The broad range of the subculture is illustrated in the exhibition through works of film, art, design, fashion and seven bands:
"Einstürzende Neubauten" explored the boundaries between music and noise with instruments created out of scrap metal and everyday objects;
"Die Tödliche Doris" experimented with music, film, photography, object art and painting;
"The Plan" emerged from a gallery whose members performed in surreal costumes and sang ironic and sarcastic lyrics;
"Freiwillige Selbstkontrolle (F.S.K.)" was formed in 1980 and rejected the demand for authenticity so persistently that initially they did not even wish to perform, and later only behind curtains or plastic sheeting;
"Palais Schaumburg" combined synthesizers and samplers with trumpets and bizarre atonal recited singing;
"Ornament und Verbrechen": the bands East Berlin artists and musicians were influenced by jazz and industrial and electronic music;
the duo Deutsch Amerikanische Freundschaft (D.A.F.) combined provocative lyrics with hard drum beats, synthesizers and effects and put on a stage show situated between ecstasy and riot.
The bands underpinned their aspiration to bring about a radical break with mainstream music by their deliberate relinquishment of virtuosic skill.
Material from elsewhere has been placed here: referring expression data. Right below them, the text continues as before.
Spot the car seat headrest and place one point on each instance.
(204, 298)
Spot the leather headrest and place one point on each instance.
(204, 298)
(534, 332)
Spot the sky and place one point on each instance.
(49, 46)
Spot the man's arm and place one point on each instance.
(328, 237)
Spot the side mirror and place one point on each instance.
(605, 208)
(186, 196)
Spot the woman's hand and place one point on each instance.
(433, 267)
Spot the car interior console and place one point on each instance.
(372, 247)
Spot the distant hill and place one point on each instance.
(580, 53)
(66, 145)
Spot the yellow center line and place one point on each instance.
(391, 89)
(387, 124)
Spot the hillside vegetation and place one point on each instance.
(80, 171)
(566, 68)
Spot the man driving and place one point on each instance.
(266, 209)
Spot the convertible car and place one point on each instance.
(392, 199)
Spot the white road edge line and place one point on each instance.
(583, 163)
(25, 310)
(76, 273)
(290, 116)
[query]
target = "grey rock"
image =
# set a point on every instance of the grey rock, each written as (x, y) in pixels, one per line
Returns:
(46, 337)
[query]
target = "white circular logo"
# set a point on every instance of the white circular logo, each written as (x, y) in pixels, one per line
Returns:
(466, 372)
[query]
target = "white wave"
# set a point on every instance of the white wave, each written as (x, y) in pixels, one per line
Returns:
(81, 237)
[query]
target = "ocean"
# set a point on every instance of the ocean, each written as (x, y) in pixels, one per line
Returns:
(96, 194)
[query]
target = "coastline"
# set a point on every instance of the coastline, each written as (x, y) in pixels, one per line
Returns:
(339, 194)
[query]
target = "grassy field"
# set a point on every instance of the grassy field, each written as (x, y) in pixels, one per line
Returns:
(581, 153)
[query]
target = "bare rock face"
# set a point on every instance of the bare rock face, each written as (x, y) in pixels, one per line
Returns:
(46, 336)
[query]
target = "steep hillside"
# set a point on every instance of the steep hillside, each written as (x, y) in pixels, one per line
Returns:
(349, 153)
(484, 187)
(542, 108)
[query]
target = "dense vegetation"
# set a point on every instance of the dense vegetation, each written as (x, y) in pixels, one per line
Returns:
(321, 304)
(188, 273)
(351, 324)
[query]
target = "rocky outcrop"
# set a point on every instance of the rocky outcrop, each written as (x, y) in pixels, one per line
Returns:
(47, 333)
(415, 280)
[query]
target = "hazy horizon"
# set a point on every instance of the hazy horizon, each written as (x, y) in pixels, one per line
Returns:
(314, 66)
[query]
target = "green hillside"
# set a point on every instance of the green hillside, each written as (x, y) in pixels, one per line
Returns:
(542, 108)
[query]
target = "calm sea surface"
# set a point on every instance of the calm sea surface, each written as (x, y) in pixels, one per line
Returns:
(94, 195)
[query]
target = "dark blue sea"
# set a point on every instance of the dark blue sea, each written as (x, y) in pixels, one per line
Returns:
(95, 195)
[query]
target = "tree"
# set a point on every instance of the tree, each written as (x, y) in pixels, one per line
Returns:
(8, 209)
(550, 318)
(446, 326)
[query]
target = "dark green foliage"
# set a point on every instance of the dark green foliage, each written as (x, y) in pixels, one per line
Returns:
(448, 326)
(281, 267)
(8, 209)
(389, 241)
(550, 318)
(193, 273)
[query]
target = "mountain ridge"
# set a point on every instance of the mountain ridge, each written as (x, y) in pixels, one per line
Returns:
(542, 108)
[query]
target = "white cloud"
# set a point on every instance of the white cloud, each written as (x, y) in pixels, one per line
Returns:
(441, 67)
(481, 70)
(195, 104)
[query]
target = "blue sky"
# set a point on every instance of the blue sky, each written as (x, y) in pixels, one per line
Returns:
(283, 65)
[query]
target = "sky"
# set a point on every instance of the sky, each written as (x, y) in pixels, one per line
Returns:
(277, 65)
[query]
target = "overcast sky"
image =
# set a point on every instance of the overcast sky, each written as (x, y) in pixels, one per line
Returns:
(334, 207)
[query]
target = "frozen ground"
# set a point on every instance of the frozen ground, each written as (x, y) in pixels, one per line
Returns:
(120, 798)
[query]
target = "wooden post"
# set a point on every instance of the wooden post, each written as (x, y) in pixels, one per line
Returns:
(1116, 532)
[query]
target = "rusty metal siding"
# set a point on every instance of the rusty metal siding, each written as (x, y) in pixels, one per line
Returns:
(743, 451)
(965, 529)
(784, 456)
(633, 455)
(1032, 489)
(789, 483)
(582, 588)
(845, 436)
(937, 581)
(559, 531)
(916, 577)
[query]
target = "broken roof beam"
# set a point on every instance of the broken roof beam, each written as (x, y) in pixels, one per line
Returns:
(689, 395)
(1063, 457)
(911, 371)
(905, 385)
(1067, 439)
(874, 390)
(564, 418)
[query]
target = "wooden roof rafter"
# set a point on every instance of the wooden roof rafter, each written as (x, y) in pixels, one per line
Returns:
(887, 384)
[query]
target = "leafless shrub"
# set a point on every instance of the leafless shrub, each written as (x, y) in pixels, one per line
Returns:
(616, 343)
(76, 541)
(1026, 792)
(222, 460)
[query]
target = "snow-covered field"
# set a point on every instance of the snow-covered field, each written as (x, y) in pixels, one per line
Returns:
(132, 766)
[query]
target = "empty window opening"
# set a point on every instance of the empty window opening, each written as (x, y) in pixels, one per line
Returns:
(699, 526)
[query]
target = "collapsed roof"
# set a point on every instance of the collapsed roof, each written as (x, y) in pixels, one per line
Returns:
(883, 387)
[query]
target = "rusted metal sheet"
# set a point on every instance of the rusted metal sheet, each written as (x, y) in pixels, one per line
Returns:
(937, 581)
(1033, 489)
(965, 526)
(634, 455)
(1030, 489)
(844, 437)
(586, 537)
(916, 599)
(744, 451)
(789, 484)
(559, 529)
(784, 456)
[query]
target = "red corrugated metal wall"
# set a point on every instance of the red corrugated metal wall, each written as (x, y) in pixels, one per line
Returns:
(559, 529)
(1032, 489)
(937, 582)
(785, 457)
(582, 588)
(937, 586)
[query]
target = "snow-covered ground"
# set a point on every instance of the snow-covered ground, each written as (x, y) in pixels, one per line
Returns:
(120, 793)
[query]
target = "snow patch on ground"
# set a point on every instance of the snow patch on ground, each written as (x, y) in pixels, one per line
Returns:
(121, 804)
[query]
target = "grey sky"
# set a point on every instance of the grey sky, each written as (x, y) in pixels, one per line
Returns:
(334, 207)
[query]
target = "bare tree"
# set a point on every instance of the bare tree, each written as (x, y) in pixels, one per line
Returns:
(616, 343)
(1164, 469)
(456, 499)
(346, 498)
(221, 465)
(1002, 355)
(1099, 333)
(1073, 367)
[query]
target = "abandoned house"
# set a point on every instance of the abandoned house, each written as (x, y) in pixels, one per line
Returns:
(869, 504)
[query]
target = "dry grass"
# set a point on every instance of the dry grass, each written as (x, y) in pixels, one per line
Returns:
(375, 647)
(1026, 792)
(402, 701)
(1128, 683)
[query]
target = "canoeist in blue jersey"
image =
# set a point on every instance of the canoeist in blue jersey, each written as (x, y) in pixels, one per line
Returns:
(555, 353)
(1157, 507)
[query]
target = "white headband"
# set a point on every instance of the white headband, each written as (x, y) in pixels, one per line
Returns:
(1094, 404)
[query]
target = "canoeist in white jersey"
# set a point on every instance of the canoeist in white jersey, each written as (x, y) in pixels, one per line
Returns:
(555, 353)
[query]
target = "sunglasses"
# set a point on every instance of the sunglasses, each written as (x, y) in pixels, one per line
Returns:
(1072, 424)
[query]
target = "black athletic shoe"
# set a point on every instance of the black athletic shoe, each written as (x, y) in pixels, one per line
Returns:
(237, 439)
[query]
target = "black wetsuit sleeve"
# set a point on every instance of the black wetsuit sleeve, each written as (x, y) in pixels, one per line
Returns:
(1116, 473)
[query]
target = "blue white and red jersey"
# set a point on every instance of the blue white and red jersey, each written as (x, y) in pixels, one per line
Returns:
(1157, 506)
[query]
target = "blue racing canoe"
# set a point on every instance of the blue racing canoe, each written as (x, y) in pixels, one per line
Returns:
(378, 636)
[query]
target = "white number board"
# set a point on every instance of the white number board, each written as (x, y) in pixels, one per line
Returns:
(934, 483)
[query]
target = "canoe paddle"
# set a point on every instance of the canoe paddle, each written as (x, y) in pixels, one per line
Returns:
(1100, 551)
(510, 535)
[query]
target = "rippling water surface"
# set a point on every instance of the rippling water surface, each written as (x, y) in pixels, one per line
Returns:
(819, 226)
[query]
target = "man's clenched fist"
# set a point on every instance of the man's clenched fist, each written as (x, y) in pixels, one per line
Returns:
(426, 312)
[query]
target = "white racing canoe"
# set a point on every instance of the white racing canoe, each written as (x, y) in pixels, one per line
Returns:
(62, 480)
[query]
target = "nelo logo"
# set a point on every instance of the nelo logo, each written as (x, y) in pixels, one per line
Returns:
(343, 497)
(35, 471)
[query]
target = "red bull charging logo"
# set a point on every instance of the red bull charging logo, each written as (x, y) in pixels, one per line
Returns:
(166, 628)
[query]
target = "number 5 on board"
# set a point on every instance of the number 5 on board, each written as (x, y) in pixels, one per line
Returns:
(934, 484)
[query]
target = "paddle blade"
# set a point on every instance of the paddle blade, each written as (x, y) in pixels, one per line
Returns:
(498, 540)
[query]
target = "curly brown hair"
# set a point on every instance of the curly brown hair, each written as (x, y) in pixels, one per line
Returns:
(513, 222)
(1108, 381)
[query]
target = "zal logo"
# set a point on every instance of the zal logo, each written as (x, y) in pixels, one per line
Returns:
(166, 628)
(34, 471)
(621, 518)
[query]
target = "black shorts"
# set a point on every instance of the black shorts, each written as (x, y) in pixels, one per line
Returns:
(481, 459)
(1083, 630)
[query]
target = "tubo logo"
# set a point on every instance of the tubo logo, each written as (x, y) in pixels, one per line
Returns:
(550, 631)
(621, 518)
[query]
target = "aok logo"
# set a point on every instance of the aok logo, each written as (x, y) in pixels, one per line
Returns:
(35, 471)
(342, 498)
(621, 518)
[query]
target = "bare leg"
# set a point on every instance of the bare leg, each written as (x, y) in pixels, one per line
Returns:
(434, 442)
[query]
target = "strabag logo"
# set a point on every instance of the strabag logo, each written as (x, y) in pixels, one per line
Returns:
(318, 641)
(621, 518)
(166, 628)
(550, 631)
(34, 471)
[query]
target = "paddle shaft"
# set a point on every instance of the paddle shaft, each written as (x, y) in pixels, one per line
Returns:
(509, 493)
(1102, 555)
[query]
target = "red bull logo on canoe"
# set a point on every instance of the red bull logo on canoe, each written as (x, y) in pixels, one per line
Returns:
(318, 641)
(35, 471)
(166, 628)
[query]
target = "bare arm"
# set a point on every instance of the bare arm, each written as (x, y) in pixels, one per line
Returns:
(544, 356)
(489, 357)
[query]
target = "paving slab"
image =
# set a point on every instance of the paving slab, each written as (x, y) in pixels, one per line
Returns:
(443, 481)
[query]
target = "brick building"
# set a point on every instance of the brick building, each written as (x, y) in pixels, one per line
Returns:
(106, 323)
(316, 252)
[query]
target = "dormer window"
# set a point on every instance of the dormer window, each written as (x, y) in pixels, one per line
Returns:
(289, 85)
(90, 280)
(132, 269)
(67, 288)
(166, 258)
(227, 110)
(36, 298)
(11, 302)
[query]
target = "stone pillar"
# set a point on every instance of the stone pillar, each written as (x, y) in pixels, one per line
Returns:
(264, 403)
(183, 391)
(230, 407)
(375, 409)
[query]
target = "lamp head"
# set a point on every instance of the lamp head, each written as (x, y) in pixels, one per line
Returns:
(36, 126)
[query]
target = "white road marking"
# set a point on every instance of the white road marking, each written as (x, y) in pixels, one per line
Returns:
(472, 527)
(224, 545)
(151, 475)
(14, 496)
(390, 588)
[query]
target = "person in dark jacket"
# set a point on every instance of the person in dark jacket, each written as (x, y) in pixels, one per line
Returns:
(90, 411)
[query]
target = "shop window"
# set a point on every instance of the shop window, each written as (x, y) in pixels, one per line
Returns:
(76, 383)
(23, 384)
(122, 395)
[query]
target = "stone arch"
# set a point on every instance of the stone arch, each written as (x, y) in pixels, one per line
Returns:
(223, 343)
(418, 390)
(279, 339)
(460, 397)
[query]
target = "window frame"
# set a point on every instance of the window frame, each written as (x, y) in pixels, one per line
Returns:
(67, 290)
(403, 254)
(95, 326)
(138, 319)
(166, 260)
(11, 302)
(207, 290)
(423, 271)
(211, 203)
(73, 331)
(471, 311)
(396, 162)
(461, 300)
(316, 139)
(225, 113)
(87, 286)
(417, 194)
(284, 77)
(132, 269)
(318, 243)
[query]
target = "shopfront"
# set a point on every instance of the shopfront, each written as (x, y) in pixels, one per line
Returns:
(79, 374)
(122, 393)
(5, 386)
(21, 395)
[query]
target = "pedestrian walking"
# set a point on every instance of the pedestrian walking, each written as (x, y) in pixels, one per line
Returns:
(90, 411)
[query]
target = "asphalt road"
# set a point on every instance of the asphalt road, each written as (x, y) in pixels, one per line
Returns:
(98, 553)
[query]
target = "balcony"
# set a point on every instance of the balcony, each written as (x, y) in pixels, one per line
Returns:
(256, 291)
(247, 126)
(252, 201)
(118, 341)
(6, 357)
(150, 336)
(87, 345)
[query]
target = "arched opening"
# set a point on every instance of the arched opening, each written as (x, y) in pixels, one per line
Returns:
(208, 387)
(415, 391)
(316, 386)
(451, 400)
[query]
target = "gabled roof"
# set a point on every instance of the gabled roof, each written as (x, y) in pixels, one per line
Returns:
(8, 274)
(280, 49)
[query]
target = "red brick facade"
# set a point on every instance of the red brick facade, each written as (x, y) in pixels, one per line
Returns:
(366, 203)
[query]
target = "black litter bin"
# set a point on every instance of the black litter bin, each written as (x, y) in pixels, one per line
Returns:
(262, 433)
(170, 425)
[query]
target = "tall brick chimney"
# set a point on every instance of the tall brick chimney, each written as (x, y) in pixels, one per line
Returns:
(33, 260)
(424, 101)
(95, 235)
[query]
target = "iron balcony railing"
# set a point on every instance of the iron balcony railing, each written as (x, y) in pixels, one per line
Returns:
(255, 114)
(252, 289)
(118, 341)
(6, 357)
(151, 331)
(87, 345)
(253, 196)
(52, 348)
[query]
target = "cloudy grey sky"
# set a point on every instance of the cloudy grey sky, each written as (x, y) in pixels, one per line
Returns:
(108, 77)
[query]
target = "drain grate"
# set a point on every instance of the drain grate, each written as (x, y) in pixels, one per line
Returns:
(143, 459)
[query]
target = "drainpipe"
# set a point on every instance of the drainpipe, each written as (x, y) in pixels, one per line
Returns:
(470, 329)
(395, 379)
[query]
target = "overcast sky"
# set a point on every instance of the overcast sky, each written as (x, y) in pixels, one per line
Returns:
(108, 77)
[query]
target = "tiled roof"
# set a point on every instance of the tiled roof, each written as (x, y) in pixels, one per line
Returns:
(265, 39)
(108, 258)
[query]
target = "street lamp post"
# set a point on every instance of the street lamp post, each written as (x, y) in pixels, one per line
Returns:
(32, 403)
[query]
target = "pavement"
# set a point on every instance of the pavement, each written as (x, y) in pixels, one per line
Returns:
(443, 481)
The musicians were determined to distinguish themselves from conventional rock bands: "No sweaty musicians on stage, no celebration of ones self, no texts about the members innermost thoughts," as the F.S.K. maxim defined.
The movements players met in clubs and venues such as the "Ratinger Hof" (Dusseldorf), the record store "Rip Off" (Hamburg), "Kumpelnest", "SO36" and "Risiko" (Berlin) or at the barber shop "Penny Lane" (Cologne) to play and listen to music, drink and dance, or develop new ideas. Videos and photographs document the concerts, meetings and actions, including the difficult circumstances under which "Ornament und Verbrechen" performed in East Berlin: without permission and under changing pseudonyms. Their clandestine gigs took place at art events, lectures or FDJ events. The Super 8 film documentation of their first concert was restored for the exhibition.
At the same time, Rainer Fetting, Salomé, Markus Oehlen and Jörg Immendorff expressed in their painting the close relationship between the music and club scenes and the art scene. Markus Oehlen was also a musician and cassette DJ at Ratinger Hof. The painters intervened creatively in the events and also took advantage of such crude spaces in order to counter, by pictorial means, the music with something analogous. In just three days, Bernd Zimmer painted a cityscape of the Warsaw Bridge. The three-part, 28meter-wide work depicts a detail of a passing tram. On October 25, 1978 at SO36, Zimmer confronted a public not necessarily interested in painting with the work. The painting was taken down the very next day. Of all the works with which the painters tried to engage with the music scene, this was the most spectacular. The presentation of the image at the Haus der Kunst extends beyond the walls of two rooms.
Helmut Middendorf, Walter Dahn and Elvira Bach also satisfied the then prevailing "hunger for images" and made direct references in their work to the music scene and individual stage performances. These paintings are included in the selection of works together with audio samples, magazines and billboards.
A specially produced interview film provides insight into the networks and the brief parallel development in art, film, fashion and design. Musicians of the bands, artists, record store owners, filmmakers, producers, designers, fashion designers and photographers are among the interviewees.
"Geniale Dilletanten" was designed as a touring exhibition by the Goethe-Institute and has been substantially expanded for its presentation in Haus der Kunst.